[swift-evolution] Pre-proposal: Safer Decimal Calculations

Thu Mar 24 07:54:05 CDT 2016

On Mar 23, 2016, at 5:26 AM, Rainer Brockerhoff via swift-evolution <swift-evolution at swift.org> wrote:

> On 3/22/16 23:20, Michael Gottesman via swift-evolution wrote:
>> 
>>> On Mar 18, 2016, at 3:42 PM, Rainer Brockerhoff via swift-evolution <swift-evolution at swift.org> wrote:
>>> 
>>> First draft towards a tentative pre-proposal:
>>> https://gist.github.com/rbrockerhoff/6874a5698bb479886e83
>>> ------
>>> 
>>> Pre-proposal: Safer Decimal Calculations
>>> Proposal: TBD
>>> Author(s): Rainer Brockerhoff
>>> Status: TBD
>>> Review manager: TBD
>>> ...
>>> Full Decimal type proposal
>>> 
>>> There are cogent arguments that prior art/habits and the already complex
>>> interactions between Double, Float, Float80 and CGFloat are best left alone.
>>> 
>>> However, there remains a need for a precise implementation of a workable
>>> Decimal value type for financial calculations. IMHO repurposing the
>>> existing NSDecimalNumber from Objective-C is not the best solution.
>>> 
>>> As most experienced developers know, the standard solution for financial
>>> calculations is to internally store fixed-point values — usually but not
>>> always in cents — and then print the “virtual” point (or decimal comma,
>>> for the rest of us) on output.
>>> 
>>> I propose, therefore, an internal data layout like this:
>>> 
>>> UInt16 - position of the “virtual” point, starting at 0
>>> UInt16 - data array size - 1
>>> [Int32] - contiguous data array, little-endian order, grown as needed.
>>> Note that both UInt16 fields being zero implies that the number is
>>> reduced to a 32-bit Integer. Number literals in Swift can be up to 2048
>>> bits in size, so the maximum data array size would be 64, although it
>>> could conceivably grow beyond that. The usual cases of the virtual point
>>> position being 0 or 2 could be aggressively optimized for normal
>>> arithmetic operators.
>>> 
>>> Needless to say such a Decimal number would accept and represent
>>> literals such as 0.01 with no problems. It would also serve as a BigNum
>>> implementation for most purposes.
>>> 
>>> No doubt implementing this type in the standard library would allow for
>>> highly optimized implementations for all major CPU platforms. In
>>> particular, the data array should probably be [Int64] for 64-bit platforms.
>> 
>> Rainer: I quickly skimmed this. Just to make sure I am understanding 100%: you are proposing a fixed point decimal calculation or a floating point decimal calculation. The former, no?
> 
> Right, fixed-point. (NSDecimalNumber is decimal floating-point, of course).

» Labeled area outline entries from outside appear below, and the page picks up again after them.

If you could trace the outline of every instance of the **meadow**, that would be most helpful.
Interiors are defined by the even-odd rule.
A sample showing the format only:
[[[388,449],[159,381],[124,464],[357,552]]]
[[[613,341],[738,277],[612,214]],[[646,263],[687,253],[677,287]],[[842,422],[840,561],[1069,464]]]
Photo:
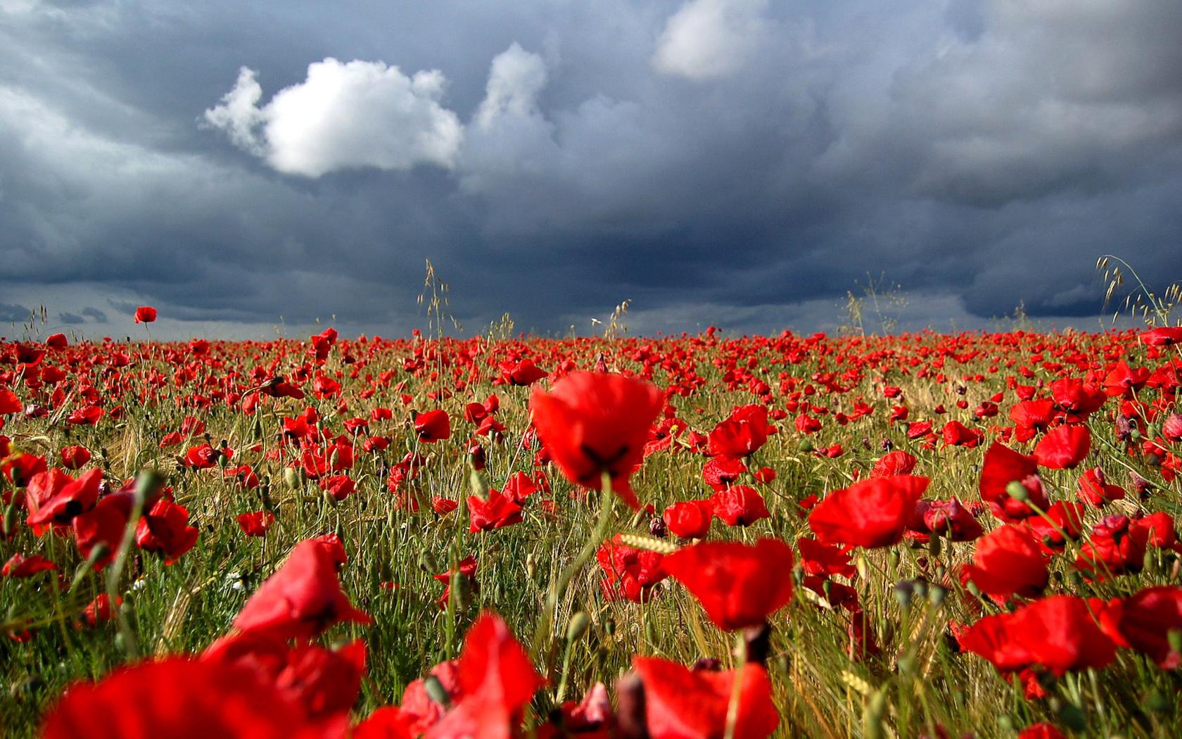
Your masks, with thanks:
[[[1178,343],[9,342],[0,731],[1178,735]]]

What you’re describing is actually not a fixed-point format at all, but rather a variant of what IEEE 754 calls an “extendable precision [floating-point] format”.

A fixed-point format has a *fixed* radix point (or scale) determined by the type.  A couple examples of common fixed point formats are:

- 8 bit pixel formats in imaging, which use a fixed scale of 1/255 so that 0xff encodes 1.0 and 0x00 encodes 0.0.

- “Q15” or “Q1.15”, a fairly ubiquitous format in signal processing, which uses 16-bit signed integers with a fixed scale of 2**-15, so that 0x8000 encodes -1.0 and 0x7fff encodes 0.999969482421875.

Your proposed format, by contrast encodes the radix point / scale as part of the number; instead of being constant for all values of the type it “floats”, making it a floating-point format.  Now that terminology is squared away, let’s look at what IEEE 754 says about such formats.  We don’t necessarily need to follow the guidelines, but we need a good reason if we’re going to do something different.  I’ve included some explanatory commentary inline with the standard text:

> These formats are characterized by the parameters b, p, and emax, which may match those of an interchange format and shall:

b here is the radix or base; in your format b is 10 (decimal).
p is the precision, or the number of (base-10) digits that are stored.
emax is the largest allowed (finite) encoded exponent (the exponent bias and hence minimum exponent then fall out via formulas; the exponent range is approximately symmetric about zero).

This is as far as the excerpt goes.